Sales of Shanxi Fenjiu in the first quarter of 2023 Source: The company's first quarterly report in 2023

This also undertakes the results of Shanxi Fenjiu's efforts to create large items in 2022. In 2022, the revenue of high-priced liquor in Shanxi Fenjiu reached 189.39 billion yuan, a year-on-year increase of 71%; The revenue of other liquor was about 14.72 billion yuan, an increase of 0% year-on-year, and medium and high-priced liquor accounted for more than 02%, of which the sales of Qinghuafen wine series have exceeded 83 billion yuan, a year-on-year increase of 98%. The gross profit margin of high-priced liquor in Shanxi Fenjiu increased slightly by <>.<>% to <>.<>%.
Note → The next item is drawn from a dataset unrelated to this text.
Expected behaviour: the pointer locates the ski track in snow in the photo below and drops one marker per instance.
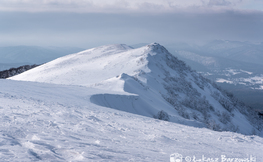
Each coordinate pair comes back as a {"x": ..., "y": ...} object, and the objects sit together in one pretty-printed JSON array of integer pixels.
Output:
[{"x": 45, "y": 122}]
Luzhou Laojiao continued to increase its volume in high-end and mass markets, and the upward shift of product structure drove the company's profitability to increase. Luzhou Laojiao has not yet disclosed the product performance in the first quarter, from the 2022 financial report, the revenue of medium and high-end liquor represented by products such as "National Cellar 1573" is about 221.33 billion yuan, an increase of about 0% year-on-year, and the gross profit margin increased by 71.91% to 05.88%, accounting for about 26% of the revenue; The revenue of other alcoholic beverages was about 34.8 billion yuan, an increase of about 53% year-on-year, and the gross profit margin increased by 17 percentage points to <>.<>%.

Luzhou Laojiao sales in 2022 Source: The company's 2022 financial report

Yanghe also did not disclose the performance of subdivided products in the first quarter, in the whole year of 2022, Yanghe's mid-to-high-end wine revenue was about 262.27 billion yuan, an increase of about 21% year-on-year, accounting for nearly 89% of revenue; The revenue of ordinary liquor was about 32.73 billion yuan, a year-on-year increase of nearly 5%.

Sales of Yanghe shares in 2022 Source: The company's 2022 financial report

However, it is worth noting that Yanghe shares have the hidden worry of "resource for market", the gross profit margin does not increase but falls, and the gross profit margin of liquor products decreased by 1.36% to 75.71% year-on-year. From the perspective of expenses, the sales expenses of Yanghe increased by nearly 18% year-on-year to 41.79 billion yuan, of which advertising and promotion expenses accounted for nearly 58%, a year-on-year increase of 26% to 24.14 billion yuan.

As of April 4, Kweichow Moutai (28.SH) closed up 600519.0% at 15.1760 yuan, while Wuliangye (52.SZ) closed down 000858.0% at 1 yuan; Yanghe (169.SZ) closed up 002304.0% at 95.149 yuan, Luzhou Laojiao (7.SZ) closed up 000568.0% at 31.226 yuan and Shanxi Fenjiu (24.SH) closed up 600809.1% at 78.248 yuan.